Reputation: 11
Hello I'm new to Pyspark, While converting a string column "DOB" in my test.csv file to Date format I had an issue where Pyspark converts the bad records to null values. I'm aware of pyspark's method in handling bad data like , PERMISSIVE mode, FAILFAST mode, BadRecordPaths, which collects the bad data while reading the file/input, but is there any possible way to collect the bad records while running a function?
The Code is:
spark = SparkSession.builder.appName("Dob_test").getOrCreate()
df = spark.read.option("header", True).csv("./DataSource/test.csv")
df.show()
df.select(to_date(col("DOB"), "MM-dd-yyyy").alias("Date Of Birth")).show()
Input: DOB input
The Result:
In Result_DOB, Date Of Birth column the date of birth for NAME3 and NAME 4 is null. So I want to collect NAME3 and NAME4 records as error records/corrupt records while running this line
df.select(to_date(col("DOB"), "MM-dd-yyyy").alias("Date Of Birth")).show()
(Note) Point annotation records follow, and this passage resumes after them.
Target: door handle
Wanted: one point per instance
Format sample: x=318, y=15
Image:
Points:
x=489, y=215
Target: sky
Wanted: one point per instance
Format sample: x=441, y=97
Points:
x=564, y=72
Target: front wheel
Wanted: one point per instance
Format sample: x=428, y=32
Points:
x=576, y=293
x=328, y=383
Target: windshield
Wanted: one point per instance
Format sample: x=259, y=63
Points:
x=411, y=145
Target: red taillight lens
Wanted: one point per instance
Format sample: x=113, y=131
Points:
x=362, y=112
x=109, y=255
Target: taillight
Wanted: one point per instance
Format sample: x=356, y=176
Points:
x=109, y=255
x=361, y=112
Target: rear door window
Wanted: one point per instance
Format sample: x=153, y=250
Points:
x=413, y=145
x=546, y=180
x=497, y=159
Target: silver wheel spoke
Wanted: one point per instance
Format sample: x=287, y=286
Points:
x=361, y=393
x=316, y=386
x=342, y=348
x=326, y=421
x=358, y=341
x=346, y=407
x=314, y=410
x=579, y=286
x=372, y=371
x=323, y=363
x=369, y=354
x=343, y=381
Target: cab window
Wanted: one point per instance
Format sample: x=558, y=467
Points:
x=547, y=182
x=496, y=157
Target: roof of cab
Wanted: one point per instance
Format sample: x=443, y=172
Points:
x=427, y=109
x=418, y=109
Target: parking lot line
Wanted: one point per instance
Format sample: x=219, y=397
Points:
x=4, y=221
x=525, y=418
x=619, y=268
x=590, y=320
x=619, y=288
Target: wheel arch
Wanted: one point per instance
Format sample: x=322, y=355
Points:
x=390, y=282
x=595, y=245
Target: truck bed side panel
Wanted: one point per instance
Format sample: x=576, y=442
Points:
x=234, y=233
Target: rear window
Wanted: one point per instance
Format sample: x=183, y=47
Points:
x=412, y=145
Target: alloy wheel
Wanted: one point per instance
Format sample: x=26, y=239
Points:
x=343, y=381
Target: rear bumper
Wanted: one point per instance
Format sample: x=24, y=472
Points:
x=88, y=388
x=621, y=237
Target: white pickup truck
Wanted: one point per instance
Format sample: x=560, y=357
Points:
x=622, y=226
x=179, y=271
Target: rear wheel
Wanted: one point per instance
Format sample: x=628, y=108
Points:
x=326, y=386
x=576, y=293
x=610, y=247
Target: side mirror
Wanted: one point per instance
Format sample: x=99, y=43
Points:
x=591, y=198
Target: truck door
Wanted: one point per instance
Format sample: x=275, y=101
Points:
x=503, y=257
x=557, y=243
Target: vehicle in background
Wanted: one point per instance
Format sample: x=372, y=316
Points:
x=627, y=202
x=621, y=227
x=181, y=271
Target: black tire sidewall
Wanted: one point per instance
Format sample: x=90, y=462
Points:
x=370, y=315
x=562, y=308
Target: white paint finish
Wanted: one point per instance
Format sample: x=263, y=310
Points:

Any possible input would be valuable. Thank you.
Upvotes: 1
Views: 1537
Reputation: 1459
You can have another column which keeps the value if it cannot be casted like below
from pyspark.sql.functions import *
tdf=spark.createDataFrame([("Name1","05-25-1994"),("Name2","11-10-1998"),("Name3","et-05-1994"),("Name4","Null")],"name string, DOB string")
tdf.withColumn("corruptDOB",when(to_date(col("DOB"), "MM-dd-yyyy").isNull(),col("DOB"))).select(to_date(col("DOB"), "MM-dd-yyyy").alias("Date Of Birth"),"corruptDOB").show()
will give you output like below
+-------------+----------+
|Date Of Birth|corruptDOB|
+-------------+----------+
| 1994-05-25| null|
| 1998-11-10| null|
| null|et-05-1994|
| null| Null|
+-------------+----------+
Upvotes: 2